Required Log Sources
- DNS resolution logs (for newly registered domain detection)
- Web proxy logs (for URL access patterns from AI agents or developer tools)
- EDR process and file creation logs (for downloaded APK/ZIP artifacts)
- WHOIS registration event streams (for proactive phantom domain monitoring)
- LLM interaction logs (for auditing URLs generated by AI coding assistants)
Hunting Hypotheses
| Hypothesis | Telemetry | ATT&CK Stage | FP Risk |
|---|---|---|---|
| Consider hunting for DNS queries to newly registered domains (within 0-7 days of registration) originating from developer workstations or CI/CD pipeline servers, especially where the domain name resembles a known brand's naming patterns but is not in the brand's legitimate domain portfolio. | DNS logs, passive DNS, WHOIS registration feeds, web proxy logs | Initial Access / Delivery | Medium — legitimate new domains from brand acquisitions, product launches, or defensive registrations by the brand itself would trigger false positives.
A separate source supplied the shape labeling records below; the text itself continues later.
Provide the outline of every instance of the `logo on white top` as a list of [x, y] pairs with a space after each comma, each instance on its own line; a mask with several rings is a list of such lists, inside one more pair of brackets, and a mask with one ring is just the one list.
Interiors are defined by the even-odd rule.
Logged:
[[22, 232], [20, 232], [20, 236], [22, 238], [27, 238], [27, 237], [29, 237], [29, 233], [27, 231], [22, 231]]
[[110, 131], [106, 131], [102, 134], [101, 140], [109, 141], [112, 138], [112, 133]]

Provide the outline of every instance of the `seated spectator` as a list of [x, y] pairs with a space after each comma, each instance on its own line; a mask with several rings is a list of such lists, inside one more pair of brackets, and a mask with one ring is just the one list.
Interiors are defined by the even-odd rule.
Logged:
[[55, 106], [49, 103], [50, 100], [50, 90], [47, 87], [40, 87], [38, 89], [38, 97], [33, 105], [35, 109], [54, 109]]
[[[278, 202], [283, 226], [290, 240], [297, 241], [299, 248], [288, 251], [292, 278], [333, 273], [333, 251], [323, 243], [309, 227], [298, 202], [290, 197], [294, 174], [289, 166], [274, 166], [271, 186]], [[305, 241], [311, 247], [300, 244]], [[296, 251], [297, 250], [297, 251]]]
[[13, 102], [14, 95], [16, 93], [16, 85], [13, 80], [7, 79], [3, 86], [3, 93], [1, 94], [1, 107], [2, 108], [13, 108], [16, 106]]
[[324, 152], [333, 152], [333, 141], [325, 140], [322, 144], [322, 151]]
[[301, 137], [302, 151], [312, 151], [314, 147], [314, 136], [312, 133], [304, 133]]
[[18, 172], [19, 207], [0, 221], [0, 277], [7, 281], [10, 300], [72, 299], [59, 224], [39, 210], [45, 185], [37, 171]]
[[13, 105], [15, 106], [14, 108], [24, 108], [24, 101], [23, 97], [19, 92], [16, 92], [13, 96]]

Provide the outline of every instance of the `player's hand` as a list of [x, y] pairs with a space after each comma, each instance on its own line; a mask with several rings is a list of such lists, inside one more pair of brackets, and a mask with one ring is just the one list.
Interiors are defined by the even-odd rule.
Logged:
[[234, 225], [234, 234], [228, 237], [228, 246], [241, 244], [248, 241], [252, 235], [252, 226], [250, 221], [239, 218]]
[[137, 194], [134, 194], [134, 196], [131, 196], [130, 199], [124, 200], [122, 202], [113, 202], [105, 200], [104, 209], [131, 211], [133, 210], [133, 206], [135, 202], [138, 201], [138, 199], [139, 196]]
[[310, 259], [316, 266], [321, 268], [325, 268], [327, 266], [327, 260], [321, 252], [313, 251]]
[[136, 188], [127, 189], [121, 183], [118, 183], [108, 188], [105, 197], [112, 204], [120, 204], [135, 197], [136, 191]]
Cross-referencing with known brand domain portfolios can reduce noise. |
| If you have visibility into LLM interaction logs from AI coding assistants, consider hunting for generated URLs that resolve to NXD or newly registered domains, particularly those containing brand names with atypical TLDs or subdomain patterns. | LLM prompt/response logs, AI assistant audit logs, DNS resolution logs | Reconnaissance / Discovery | Low to Medium — LLMs generate many URLs; filtering for NXD responses and cross-referencing with domain registration data narrows the scope to actionable signals. |
| Consider hunting for web requests to PHP endpoints on newly registered domains that exhibit patterns consistent with phishing kit infrastructure (e.g., mentalite.php, panel_track.php, verify_api.php), particularly when combined with Telegram API calls from the same server. | Web proxy logs, network flow logs, IDS signatures for known phishing kit patterns | Command and Control / Exfiltration | Low — the combination of specific PHP endpoint names, new domain registration, and Telegram API calls from the same host is highly specific to phishing kit C2 infrastructure. |
| Consider hunting for Android APK downloads from non-marketplace sources, especially domains impersonating postal services, banks, or e-commerce platforms with recently registered WHOIS records. | EDR file download events, web proxy logs, DNS logs | Execution / Persistence | Low — sideloading APKs from non-marketplace sources is unusual in enterprise environments, particularly from newly registered domains. |
| If you have autonomous AI agents in your environment, consider hunting for HTTP requests initiated by agent processes to domains that were registered within the past 30 days, as these may represent phantom squatting exploitation of agent workflows. | Process network connection logs, DNS logs, agent execution logs | Initial Access / Execution | Medium — legitimate agent workflows may access new APIs or services; correlation with domain registration age and brand similarity scoring is needed to reduce false positives. |
Control Gaps
- Reputation-based URL filtering and threat intelligence feeds provide no coverage for zero-reputation newly registered phantom domains at the time of weaponization
- Traditional phishing detection relying on email lures misses phantom squatting entirely, as the delivery vector is the LLM's own output rather than a phishing email
- Standard package integrity checks and dependency auditing tools do not cover URL-level hallucinations embedded in code or documentation
- Lack of LLM output auditing — most organizations do not log or validate URLs generated by AI coding assistants or autonomous agents
- WHOIS-based proactive domain monitoring is not typically integrated into SOC workflows for brand-adjacent domain registration alerts
Key Behavioral Indicators
- DNS queries to domains registered within 0-7 days that closely resemble legitimate brand domain patterns but are not in the brand's known domain portfolio
- HTTP requests from AI agent or coding assistant processes to newly registered domains or NXD responses
- PHP endpoint patterns on suspicious domains consistent with phishing kit infrastructure (e.g., panel_track.php, verify_api.php, mentalite.php)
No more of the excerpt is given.